Whether it’s the down and out in Salt Lake City or the fearful and fed-up in Ferguson, Mo., the heavy burden that sits on the shoulders of law enforcement officers everywhere is to reduce the number of victims, not add to it.
And to make sure that those in need feel reassured, not frightened, by the sight of a police officer.
In Salt Lake City, efforts to bring peace and solace to the many homeless people who tend to congregate near the city’s Pioneer Park, west of downtown, have taken the form of the police department’s new Metro Support Bureau Resource Center at 420 W. 200 South.
Under Mayor Ralph Becker and Police Chief Chris Burbank, the city’s focus on dealing with the homeless has included extra efforts to treat those pool souls as, well, poor souls. As victims rather than criminals. As people who need a hand, some care, access to housing, not a nightstick upside the head and a night in jail.
Not that the police aren’t arresting people in and around Pioneer Park. They are. Given that the homeless population is always going to include more than its share of the mentally ill and people with substance-abuse problems, that group is always going to present police with some who victimize and many who are victims.
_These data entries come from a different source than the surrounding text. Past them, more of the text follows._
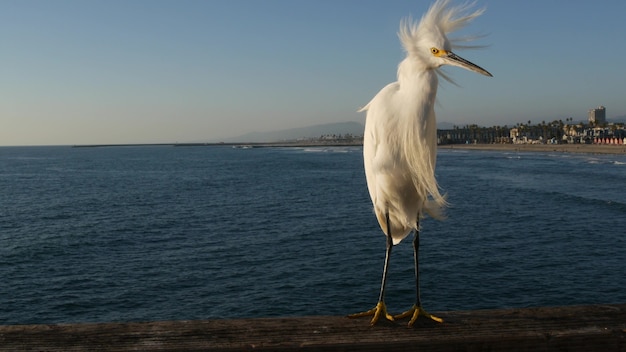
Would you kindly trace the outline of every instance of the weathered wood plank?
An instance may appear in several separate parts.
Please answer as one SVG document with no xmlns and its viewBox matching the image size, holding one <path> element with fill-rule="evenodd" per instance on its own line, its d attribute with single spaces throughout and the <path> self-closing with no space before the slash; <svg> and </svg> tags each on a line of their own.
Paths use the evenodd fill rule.
<svg viewBox="0 0 626 352">
<path fill-rule="evenodd" d="M 435 314 L 0 326 L 0 351 L 626 351 L 626 304 Z"/>
</svg>

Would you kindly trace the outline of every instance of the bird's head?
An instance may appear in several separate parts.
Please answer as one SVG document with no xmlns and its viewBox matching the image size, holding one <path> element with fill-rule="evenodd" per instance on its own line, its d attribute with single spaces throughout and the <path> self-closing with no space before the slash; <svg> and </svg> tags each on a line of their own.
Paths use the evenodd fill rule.
<svg viewBox="0 0 626 352">
<path fill-rule="evenodd" d="M 453 48 L 473 47 L 458 44 L 460 41 L 471 40 L 470 38 L 450 40 L 447 37 L 447 34 L 463 28 L 480 16 L 484 9 L 470 12 L 471 5 L 451 6 L 449 2 L 437 0 L 419 23 L 410 18 L 402 21 L 398 36 L 407 52 L 407 58 L 418 61 L 426 69 L 452 65 L 492 77 L 487 70 L 453 53 Z"/>
</svg>

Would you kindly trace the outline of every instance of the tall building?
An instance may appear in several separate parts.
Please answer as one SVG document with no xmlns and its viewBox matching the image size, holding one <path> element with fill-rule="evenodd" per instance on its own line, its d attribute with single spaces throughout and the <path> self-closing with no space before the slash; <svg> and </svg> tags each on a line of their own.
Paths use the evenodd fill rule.
<svg viewBox="0 0 626 352">
<path fill-rule="evenodd" d="M 589 110 L 589 123 L 600 125 L 606 123 L 606 108 L 602 105 Z"/>
</svg>

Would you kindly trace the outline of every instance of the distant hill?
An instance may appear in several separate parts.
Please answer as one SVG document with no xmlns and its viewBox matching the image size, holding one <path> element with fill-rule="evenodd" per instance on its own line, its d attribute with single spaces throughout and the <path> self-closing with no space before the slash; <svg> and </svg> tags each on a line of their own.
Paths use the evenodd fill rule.
<svg viewBox="0 0 626 352">
<path fill-rule="evenodd" d="M 438 129 L 452 129 L 454 126 L 455 125 L 453 123 L 449 122 L 440 122 L 437 124 Z M 351 134 L 353 136 L 362 136 L 364 129 L 365 126 L 362 123 L 348 121 L 290 128 L 278 131 L 250 132 L 237 137 L 221 139 L 220 141 L 229 143 L 271 143 L 317 138 L 333 134 Z"/>
<path fill-rule="evenodd" d="M 348 121 L 299 128 L 290 128 L 287 130 L 279 131 L 251 132 L 241 136 L 227 138 L 223 141 L 242 143 L 280 142 L 316 138 L 323 135 L 345 135 L 348 133 L 353 136 L 362 136 L 364 128 L 365 127 L 360 122 Z"/>
</svg>

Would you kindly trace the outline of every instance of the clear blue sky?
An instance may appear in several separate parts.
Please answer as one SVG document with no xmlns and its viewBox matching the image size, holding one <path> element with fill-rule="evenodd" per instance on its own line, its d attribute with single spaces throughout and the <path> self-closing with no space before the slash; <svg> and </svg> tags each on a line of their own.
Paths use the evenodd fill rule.
<svg viewBox="0 0 626 352">
<path fill-rule="evenodd" d="M 219 140 L 361 121 L 430 1 L 0 0 L 0 145 Z M 626 1 L 478 0 L 439 122 L 626 115 Z"/>
</svg>

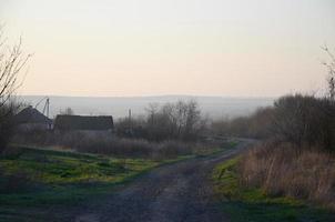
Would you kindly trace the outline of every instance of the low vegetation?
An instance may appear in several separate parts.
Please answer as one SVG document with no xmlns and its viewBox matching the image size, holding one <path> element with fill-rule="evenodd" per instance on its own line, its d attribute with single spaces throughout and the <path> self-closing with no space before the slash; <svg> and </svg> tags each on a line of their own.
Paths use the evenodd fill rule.
<svg viewBox="0 0 335 222">
<path fill-rule="evenodd" d="M 258 186 L 246 186 L 241 180 L 241 163 L 236 158 L 217 165 L 213 171 L 216 196 L 223 210 L 236 222 L 298 222 L 335 220 L 332 211 L 313 206 L 290 196 L 273 196 Z"/>
<path fill-rule="evenodd" d="M 271 196 L 292 196 L 335 210 L 335 157 L 292 143 L 264 142 L 243 155 L 240 179 Z"/>
<path fill-rule="evenodd" d="M 17 148 L 0 159 L 0 205 L 80 201 L 104 193 L 162 162 Z"/>
<path fill-rule="evenodd" d="M 151 160 L 174 159 L 180 155 L 211 152 L 220 144 L 203 144 L 166 140 L 161 142 L 145 139 L 119 138 L 105 132 L 40 132 L 32 131 L 12 139 L 17 144 L 49 147 L 83 153 L 106 154 L 121 158 L 144 158 Z"/>
<path fill-rule="evenodd" d="M 335 220 L 334 78 L 328 83 L 327 97 L 286 95 L 250 117 L 213 122 L 216 134 L 263 140 L 214 172 L 234 219 Z"/>
</svg>

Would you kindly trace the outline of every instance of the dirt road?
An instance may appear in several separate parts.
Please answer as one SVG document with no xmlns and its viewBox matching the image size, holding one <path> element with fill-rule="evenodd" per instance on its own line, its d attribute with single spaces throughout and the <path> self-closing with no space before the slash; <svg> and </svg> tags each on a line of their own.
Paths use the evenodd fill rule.
<svg viewBox="0 0 335 222">
<path fill-rule="evenodd" d="M 153 170 L 133 183 L 68 215 L 70 221 L 216 222 L 229 221 L 213 201 L 209 176 L 214 165 L 252 141 L 221 155 L 196 158 Z"/>
</svg>

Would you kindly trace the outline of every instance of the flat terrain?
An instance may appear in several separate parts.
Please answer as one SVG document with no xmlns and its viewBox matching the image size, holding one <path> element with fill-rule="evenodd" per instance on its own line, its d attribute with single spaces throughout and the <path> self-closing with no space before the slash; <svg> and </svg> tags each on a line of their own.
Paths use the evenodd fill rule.
<svg viewBox="0 0 335 222">
<path fill-rule="evenodd" d="M 214 202 L 211 172 L 215 164 L 244 149 L 250 141 L 221 155 L 195 158 L 161 167 L 119 188 L 103 200 L 52 212 L 60 221 L 227 221 Z"/>
</svg>

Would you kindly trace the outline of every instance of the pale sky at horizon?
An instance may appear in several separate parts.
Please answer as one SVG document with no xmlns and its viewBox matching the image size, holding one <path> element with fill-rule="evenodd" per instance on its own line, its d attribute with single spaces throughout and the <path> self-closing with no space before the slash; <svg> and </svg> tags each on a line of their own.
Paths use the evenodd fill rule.
<svg viewBox="0 0 335 222">
<path fill-rule="evenodd" d="M 322 89 L 334 0 L 0 0 L 22 94 L 277 97 Z"/>
</svg>

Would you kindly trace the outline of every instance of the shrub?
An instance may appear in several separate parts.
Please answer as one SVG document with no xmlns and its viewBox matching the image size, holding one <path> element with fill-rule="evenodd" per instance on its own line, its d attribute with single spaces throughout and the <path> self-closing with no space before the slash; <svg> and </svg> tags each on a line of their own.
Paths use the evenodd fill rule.
<svg viewBox="0 0 335 222">
<path fill-rule="evenodd" d="M 244 154 L 240 172 L 246 186 L 335 209 L 335 157 L 318 148 L 267 141 Z"/>
</svg>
But the city’s efforts to provide housing for the homeless, especially for veterans, have been recognized at the White House and elsewhere as among the nation’s most successful. And a police station that incorporates in its mission the presence of social service agencies, whose workers and volunteers work alongside law enforcement officers to sort the criminals from the lost is a big part of that effort.
Yes, the Salt Lake City Police Department is under a lot of criticism right now. One of its officers shot and killed a young man in a confrontation outside a convenience store, under circumstances that are still under investigation. Another officer killed a dog in its own backyard while the officer was searching for a missing child.
Many more such incidents, and the department’s image as a group of professionals who are admirably slow on the draw may suffer.
Still, at least at the policy-making level, Salt Lake City’s approach to crime is one of patience, compassion and concern for those who have already been abused enough by life that they neither need nor deserve to be punished by the law.
Instead of playing war in camos and helmets, as happens far too often elsewhere, police here are held to a higher standard. They are expected to keep the peace.